Barack Obama is expected to call on Europe to do more in hotspots like Afghanistan when he speaks in Berlin later today in his only formal address of a week-long foreign tour.

His outdoor address is likely to draw tens of thousands of people.

Mr Obama held talks with German Chancellor Angela Merkel after arriving in the German capital this morning.

He will speak at the "Victory Column" in Berlin's Tiergarten park this evening. In the 45-minute open-air appearance, Mr Obama will ask Europe to shoulder more of the burden to help deal with global security threats.

"Hopefully (the speech) will be viewed as a substantive articulation of the relationship I'd like to see between the United States and Europe," Mr Obama told reporters in Israel shortly before leaving for Germany.

"I'm hoping to communicate across the Atlantic the value of that relationship and how we need to build on it."

Relations between the United States and Germany reached a post-war low under Merkel's predecessor Gerhard Schroeder, who strongly opposed the U.S. invasion of Iraq in 2003.

But the conservative Merkel, who grew up behind the Wall in the communist East, has worked hard to repair ties and emerged as one of President George W. Bush's closest allies in Europe.

She said on the eve of Mr Obama's visit that she expected to discuss NATO cooperation, climate change and trade issues with the Illinois senator during a morning meeting at the Chancellery that German officials have said will last about an hour.

They are also expected to discuss Afghanistan and Iraq, the countries where Mr Obama started his Middle East and European tour.

The Obama visit has dominated the newspaper headlines in Germany for weeks, even sparking sharp exchanges between Merkel and her foreign minister over whether a speech at the Brandenburg Gate was appropriate.

Merkel has said the landmark, where President Ronald Reagan famously urged Soviet leader Mikhail Gorbachev to "tear down this wall," is a place for presidents, not candidates to speak.
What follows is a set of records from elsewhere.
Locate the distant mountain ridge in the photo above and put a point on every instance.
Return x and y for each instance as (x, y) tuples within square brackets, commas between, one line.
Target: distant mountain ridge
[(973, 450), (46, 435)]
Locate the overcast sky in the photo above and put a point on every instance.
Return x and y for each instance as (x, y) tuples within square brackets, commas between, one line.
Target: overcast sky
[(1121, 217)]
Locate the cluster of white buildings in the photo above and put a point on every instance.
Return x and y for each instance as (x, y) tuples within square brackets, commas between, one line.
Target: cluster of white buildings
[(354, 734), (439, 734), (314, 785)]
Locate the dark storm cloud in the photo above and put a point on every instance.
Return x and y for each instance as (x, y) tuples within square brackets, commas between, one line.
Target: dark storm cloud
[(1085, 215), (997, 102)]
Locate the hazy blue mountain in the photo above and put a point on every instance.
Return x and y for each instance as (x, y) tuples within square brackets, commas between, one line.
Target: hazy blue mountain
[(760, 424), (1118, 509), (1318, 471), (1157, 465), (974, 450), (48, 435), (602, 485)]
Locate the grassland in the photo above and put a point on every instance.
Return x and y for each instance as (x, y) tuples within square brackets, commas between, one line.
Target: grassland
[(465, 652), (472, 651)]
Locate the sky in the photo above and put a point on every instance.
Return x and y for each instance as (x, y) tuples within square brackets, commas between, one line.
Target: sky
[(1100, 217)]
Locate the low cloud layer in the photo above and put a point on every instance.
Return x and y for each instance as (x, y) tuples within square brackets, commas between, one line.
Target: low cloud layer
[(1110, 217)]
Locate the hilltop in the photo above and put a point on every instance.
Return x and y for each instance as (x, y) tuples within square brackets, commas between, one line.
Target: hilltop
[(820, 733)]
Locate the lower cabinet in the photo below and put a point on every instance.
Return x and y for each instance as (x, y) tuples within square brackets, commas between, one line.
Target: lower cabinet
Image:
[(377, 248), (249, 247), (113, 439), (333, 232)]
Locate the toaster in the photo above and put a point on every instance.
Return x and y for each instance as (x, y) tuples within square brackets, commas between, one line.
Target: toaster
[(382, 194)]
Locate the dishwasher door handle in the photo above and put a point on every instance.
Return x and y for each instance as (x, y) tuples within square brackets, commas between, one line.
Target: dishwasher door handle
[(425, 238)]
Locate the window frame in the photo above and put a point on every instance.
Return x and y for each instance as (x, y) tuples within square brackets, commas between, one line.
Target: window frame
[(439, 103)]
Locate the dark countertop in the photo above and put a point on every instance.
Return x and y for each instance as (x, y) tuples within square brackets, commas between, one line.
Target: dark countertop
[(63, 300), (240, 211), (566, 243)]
Her advisers tried to convince the Obama campaign to hold the speech at a university or other low-key location.

Asked if he had read the Cold War speeches delivered by Reagan and Kennedy in Berlin to prepare for his own trip, Mr Obama said unlike the two presidents, he was just "a citizen".

"Obviously, Berlin is representative of the extraordinary success of the post-war efforts to bring the continent and to bring the West together," he said.